My Occupation of Wall Street

Occupy Wall Street kind of excites me but attending means a trek into the city. The distance would seem shorter if my like minded friend rode the train south with me. I was correct in assuming that he'd exercise unrest from his couch, but on Saturday, I finally set my sights on the occupation.

My first action was to get lost in lower Manhattan. I found a member of the 99% and asked for directions to the revolution. "Huh," was all the hotdog man could muster until he realized I was talking about "the big crowd over there."

Making my way past the tourists, I anticipated something big. I reached Zuccotti and was first struck by - I'm sad to say - body odor. I walked further and more of the same, but as I continued, that was it. Intermittent traces of body odor contained among a thousand people. Sorry detractors, you could say the same about the Subway and there's no talk of hosing down that undeniable vehicle of civilization, democracy and capitalism.

Overcoming the olfactory aspect of my initiation, I likened my next impression to going to a football game. On TV, football looks like this grand game far removed from mere mortals. But when seen live, you realize, it's just 22 men playing a game.

In other words, both come off less dramatic than when focused by the camera. Of course, that doesn't leave either devoid of the drama due it.

That said, seeing there were actually people living onsite was inspiring. I found two mic-checked speeches interesting and counted myself among a mass of people who probably hoped being there could make a difference. Signing numerous petitions also helped me justify my appearance.

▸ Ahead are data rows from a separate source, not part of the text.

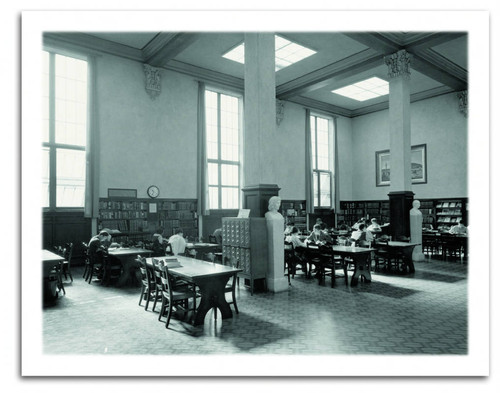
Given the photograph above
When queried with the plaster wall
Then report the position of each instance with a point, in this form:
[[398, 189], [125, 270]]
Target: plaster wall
[[436, 122]]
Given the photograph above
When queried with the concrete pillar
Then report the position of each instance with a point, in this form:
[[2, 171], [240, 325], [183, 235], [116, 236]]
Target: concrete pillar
[[276, 280], [260, 109], [400, 141]]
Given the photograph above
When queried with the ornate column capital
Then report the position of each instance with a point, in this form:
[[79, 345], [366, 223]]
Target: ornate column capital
[[463, 102], [153, 85], [398, 64], [280, 111]]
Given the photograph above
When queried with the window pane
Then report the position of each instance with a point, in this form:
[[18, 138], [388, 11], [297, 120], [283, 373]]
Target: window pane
[[213, 197], [45, 176], [70, 175], [230, 198], [213, 174], [325, 189], [229, 175], [315, 187], [45, 96], [70, 100]]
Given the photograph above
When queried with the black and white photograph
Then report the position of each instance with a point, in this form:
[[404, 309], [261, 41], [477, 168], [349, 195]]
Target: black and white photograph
[[207, 197]]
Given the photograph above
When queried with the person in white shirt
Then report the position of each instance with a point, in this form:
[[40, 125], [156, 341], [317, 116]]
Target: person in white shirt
[[177, 242], [374, 227], [459, 229], [362, 236], [293, 238]]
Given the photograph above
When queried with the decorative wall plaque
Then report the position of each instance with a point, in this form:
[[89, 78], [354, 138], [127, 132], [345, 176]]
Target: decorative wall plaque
[[398, 64], [153, 85], [280, 111], [463, 102]]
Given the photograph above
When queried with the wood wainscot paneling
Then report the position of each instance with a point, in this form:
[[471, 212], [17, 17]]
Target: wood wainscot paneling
[[60, 228]]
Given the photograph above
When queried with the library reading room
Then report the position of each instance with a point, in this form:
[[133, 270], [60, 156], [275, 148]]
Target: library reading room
[[255, 193]]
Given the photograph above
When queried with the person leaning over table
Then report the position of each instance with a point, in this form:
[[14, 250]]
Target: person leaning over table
[[361, 236], [374, 227], [177, 242], [318, 236], [158, 246], [459, 229], [98, 247]]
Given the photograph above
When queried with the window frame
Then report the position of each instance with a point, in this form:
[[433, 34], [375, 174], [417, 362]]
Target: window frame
[[54, 146], [316, 173], [219, 161]]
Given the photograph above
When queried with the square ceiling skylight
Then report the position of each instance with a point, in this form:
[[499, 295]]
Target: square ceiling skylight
[[286, 52], [365, 90]]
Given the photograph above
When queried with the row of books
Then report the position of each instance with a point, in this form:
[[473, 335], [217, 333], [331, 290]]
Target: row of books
[[119, 214], [449, 204]]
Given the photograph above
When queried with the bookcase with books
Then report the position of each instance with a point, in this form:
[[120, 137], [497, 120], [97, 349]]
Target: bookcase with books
[[450, 211], [294, 213], [245, 239], [352, 211], [136, 219]]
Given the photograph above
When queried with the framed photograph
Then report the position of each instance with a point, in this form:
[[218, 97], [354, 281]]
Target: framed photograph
[[418, 166], [383, 168]]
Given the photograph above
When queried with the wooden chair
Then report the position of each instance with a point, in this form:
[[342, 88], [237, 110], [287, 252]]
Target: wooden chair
[[171, 297], [231, 284], [66, 265], [96, 266], [86, 260], [148, 284]]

A Laptop booth put a modern spin on revolution and kept a running count of online signatures. Importantly, a comment box enabled me to provide the cohesive message that I came prepared with in case the media - absent an ice pick - tried to portray me as a Trotskyite.

I didn't smell so there was little chance of that. But I had already devised one for the family derision I'll get from a group that last collectively nourished a novel when The Catcher in Rye came up on their high school syllabus - save one or two. Needless to say, I am surrounded by conservatives.

Nonetheless, my cohesion is this. The founders based our society on a balance and separation of power. Currently, our economic and political system is so dominated by money wielded by the rich that our republic is in danger of becoming something that exists only on paper.

In accordance, I looked for common ground from at least the "save one" from above. That would be my conservative brother. He believes many things that would upset liberals, but if you take him on, be ready because he'll put you in your place. He has a PhD in Math and devours books like they are Doritos at the mercy of a bong circle.

What he says about the 1% is that despite their shortcomings they are the ones who make the continental shifts that move the country. All those buildings above and transportation systems below didn't get there by following Jerry Garcia around in a fog or kicking the stuffing out of a Hacky Sack.

I agree and an efficient middle ground might have the 1% possessing half the political power instead of all of it. Luckily, attending OWS allowed me to place our disproportionate society in terms of a daily occurrence that all could understand. When I'm flipping radio stations and have a choice between Katie Perry and The Who, I choose Katie Perry.


The Beatles first indoctrinated me in the 70's. I had my 15-20 albums and couldn't get enough of the old Album Orientated Rock format. Due to my economics and the corporate control of Rock, that amounts to a pretty small sampling.

So by the mid 80's, classic rock became a repetitive droning that only the likes of the latest Katie Perry could cure. So who cares? Sitting down to the Hari Krishna song circle at OWS provides the answer.

It was rhythmic, soulful and uplifting. Who knew? The point is the corporate controlled art form that Jack Black held so dear limited us to 200 songs to maximize profit. In turn, the shortened play lists that incurs less risk has made Lady Gaga seem more talented than Neil Pert. Me being swayed by Hari Krishna music shows I've been thrown out of balance and so has our country.